Sabtu, 04 Oktober 2025

Lembaran Untuk Rohim

Ibuku hanyalah seorang asisten rumah tangga. Setiap bulan ia menerima gaji enam ratus ribu rupiah. Jumlah itu kecil—bahkan mungkin habis hanya untuk sekali makan malam di restoran mewah bagi sebagian orang. Namun dengan uang itulah, ibu menanggung hidup kami bertiga: dirinya sendiri, aku, dan adikku. Aku selalu kagum melihat cara ibu mengatur setiap rupiah. Tidak ada uang yang dianggap sepele. Belanja di warung, membayar angkot, bahkan uang kembalian sekecil apa pun selalu ia perhatikan. Koin-koin logam seratus dan dua ratus yang sering ditolak warung karena dianggap tak laku, ia kumpulkan dengan sabar. Bunyi denting logam itu memenuhi sebuah toples plastik bekas biskuit di atas lemari dapur.

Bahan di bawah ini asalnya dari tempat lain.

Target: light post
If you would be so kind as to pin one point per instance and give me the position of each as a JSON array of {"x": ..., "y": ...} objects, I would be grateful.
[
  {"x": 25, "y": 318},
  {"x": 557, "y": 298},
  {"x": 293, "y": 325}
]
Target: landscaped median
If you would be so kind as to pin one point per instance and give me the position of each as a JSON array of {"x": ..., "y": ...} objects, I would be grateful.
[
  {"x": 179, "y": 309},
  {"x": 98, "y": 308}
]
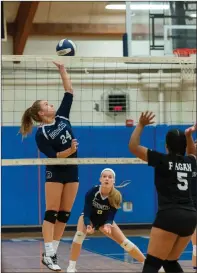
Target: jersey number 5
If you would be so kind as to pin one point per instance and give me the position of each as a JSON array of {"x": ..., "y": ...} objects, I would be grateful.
[
  {"x": 182, "y": 178},
  {"x": 65, "y": 137}
]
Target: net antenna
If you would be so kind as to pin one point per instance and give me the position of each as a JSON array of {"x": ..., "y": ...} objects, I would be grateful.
[{"x": 187, "y": 65}]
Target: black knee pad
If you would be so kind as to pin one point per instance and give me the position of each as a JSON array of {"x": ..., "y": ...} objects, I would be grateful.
[
  {"x": 63, "y": 216},
  {"x": 152, "y": 264},
  {"x": 50, "y": 216},
  {"x": 172, "y": 267}
]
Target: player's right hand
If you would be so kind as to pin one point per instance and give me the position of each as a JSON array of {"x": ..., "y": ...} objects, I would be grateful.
[
  {"x": 146, "y": 118},
  {"x": 90, "y": 229},
  {"x": 74, "y": 145}
]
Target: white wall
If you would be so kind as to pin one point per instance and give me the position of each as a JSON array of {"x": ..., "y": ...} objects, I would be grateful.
[{"x": 22, "y": 85}]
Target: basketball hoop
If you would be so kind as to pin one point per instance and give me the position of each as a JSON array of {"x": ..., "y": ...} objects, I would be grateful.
[{"x": 187, "y": 60}]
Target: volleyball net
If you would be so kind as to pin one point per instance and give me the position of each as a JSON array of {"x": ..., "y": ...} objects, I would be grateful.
[
  {"x": 107, "y": 92},
  {"x": 109, "y": 96}
]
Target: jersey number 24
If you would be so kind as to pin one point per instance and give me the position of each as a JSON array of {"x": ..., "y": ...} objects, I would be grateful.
[
  {"x": 182, "y": 178},
  {"x": 65, "y": 137}
]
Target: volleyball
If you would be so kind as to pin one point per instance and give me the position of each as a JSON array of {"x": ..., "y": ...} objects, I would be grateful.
[{"x": 66, "y": 47}]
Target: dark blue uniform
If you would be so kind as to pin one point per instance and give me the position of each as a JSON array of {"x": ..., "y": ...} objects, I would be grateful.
[
  {"x": 57, "y": 137},
  {"x": 173, "y": 181},
  {"x": 97, "y": 209}
]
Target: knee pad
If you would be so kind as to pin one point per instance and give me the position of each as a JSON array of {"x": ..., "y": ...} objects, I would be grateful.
[
  {"x": 50, "y": 216},
  {"x": 79, "y": 237},
  {"x": 194, "y": 250},
  {"x": 152, "y": 263},
  {"x": 172, "y": 267},
  {"x": 127, "y": 245},
  {"x": 63, "y": 216}
]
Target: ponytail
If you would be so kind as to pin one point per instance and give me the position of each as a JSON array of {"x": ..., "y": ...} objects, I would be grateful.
[
  {"x": 30, "y": 115},
  {"x": 115, "y": 198}
]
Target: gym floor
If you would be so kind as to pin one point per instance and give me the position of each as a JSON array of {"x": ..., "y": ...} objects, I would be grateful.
[{"x": 21, "y": 252}]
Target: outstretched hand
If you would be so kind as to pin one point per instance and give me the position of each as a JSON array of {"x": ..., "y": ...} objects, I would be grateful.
[
  {"x": 58, "y": 64},
  {"x": 107, "y": 228},
  {"x": 146, "y": 118}
]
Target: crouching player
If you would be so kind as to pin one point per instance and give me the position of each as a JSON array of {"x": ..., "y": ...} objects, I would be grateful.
[{"x": 101, "y": 205}]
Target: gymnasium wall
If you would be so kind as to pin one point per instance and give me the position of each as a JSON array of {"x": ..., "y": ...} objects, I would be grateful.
[
  {"x": 99, "y": 134},
  {"x": 22, "y": 187}
]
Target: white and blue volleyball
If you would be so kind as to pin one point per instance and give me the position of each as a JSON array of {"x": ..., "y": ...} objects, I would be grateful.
[{"x": 66, "y": 47}]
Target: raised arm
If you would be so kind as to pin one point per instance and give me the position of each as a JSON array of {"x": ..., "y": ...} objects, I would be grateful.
[
  {"x": 191, "y": 149},
  {"x": 134, "y": 143},
  {"x": 65, "y": 106},
  {"x": 45, "y": 148},
  {"x": 87, "y": 208},
  {"x": 67, "y": 84}
]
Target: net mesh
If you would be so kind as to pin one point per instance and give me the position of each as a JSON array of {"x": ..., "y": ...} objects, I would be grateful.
[{"x": 107, "y": 92}]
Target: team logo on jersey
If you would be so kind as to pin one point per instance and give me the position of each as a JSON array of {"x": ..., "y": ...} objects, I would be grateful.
[{"x": 48, "y": 174}]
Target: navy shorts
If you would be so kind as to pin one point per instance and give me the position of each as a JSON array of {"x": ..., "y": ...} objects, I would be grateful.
[
  {"x": 96, "y": 222},
  {"x": 66, "y": 174},
  {"x": 179, "y": 221}
]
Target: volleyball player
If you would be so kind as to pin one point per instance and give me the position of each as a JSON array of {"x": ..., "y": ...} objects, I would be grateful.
[
  {"x": 194, "y": 196},
  {"x": 176, "y": 218},
  {"x": 101, "y": 205},
  {"x": 55, "y": 139}
]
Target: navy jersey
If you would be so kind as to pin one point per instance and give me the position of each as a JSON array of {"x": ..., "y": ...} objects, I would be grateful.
[
  {"x": 97, "y": 208},
  {"x": 173, "y": 178},
  {"x": 57, "y": 136}
]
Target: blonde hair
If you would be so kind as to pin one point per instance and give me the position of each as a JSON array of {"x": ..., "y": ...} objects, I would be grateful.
[
  {"x": 115, "y": 198},
  {"x": 30, "y": 115}
]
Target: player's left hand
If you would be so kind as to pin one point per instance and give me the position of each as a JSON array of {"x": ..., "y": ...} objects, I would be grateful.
[
  {"x": 191, "y": 130},
  {"x": 107, "y": 228},
  {"x": 59, "y": 65},
  {"x": 146, "y": 118}
]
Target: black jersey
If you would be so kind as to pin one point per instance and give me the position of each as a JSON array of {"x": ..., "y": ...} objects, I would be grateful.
[
  {"x": 97, "y": 209},
  {"x": 194, "y": 186},
  {"x": 173, "y": 178},
  {"x": 57, "y": 136}
]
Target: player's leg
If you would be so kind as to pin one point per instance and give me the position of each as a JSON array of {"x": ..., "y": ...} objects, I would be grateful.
[
  {"x": 171, "y": 263},
  {"x": 160, "y": 245},
  {"x": 76, "y": 245},
  {"x": 118, "y": 236},
  {"x": 185, "y": 229},
  {"x": 194, "y": 252},
  {"x": 67, "y": 200},
  {"x": 53, "y": 192}
]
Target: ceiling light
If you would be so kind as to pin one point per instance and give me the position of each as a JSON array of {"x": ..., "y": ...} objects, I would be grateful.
[
  {"x": 193, "y": 15},
  {"x": 138, "y": 6}
]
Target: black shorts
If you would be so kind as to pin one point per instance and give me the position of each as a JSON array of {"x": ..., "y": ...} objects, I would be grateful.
[
  {"x": 96, "y": 223},
  {"x": 68, "y": 174},
  {"x": 179, "y": 221},
  {"x": 195, "y": 203}
]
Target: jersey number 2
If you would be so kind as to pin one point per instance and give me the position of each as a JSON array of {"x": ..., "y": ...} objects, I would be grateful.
[
  {"x": 182, "y": 178},
  {"x": 65, "y": 137}
]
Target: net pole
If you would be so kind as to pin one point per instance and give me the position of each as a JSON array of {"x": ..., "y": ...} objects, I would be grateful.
[{"x": 129, "y": 27}]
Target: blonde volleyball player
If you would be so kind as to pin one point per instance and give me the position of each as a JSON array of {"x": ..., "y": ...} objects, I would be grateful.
[
  {"x": 55, "y": 139},
  {"x": 101, "y": 205},
  {"x": 175, "y": 221}
]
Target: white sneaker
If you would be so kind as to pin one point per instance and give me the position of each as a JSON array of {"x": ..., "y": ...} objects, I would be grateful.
[
  {"x": 51, "y": 262},
  {"x": 71, "y": 269}
]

“Untuk apa sih, Bu, nyimpen receh receh itu? Nggak bisa dipakai belanja juga kan?” tanyaku suatu sore. Ibu menoleh sebentar, senyum tipis terbit di wajahnya. “Kalau sudah banyak, bisa ditukar jadi lembaran. Dan lembaran itu buat Rohim.” Aku diam. Nama itu bukan asing. Rohim adalah pengamen yang hampir tiap minggu datang ke lingkungan rumah kami. Tubuhnya kurus, kulitnya legam, rambutnya jarang disisir. Gitar tuanya hanya punya lima senar, nadanya sering fals, tapi setiap kali ia bernyanyi, suaranya selalu terdengar penuh semangat. Hampir tiga sampai empat kali seminggu ia berkeliling dari rumah ke rumah. Banyak tetangga memilih pura-pura tak mendengar, menutup pintu, atau mengusir halus. Tetapi ketika sampai di depan rumahku, Rohim selalu berhenti lebih lama.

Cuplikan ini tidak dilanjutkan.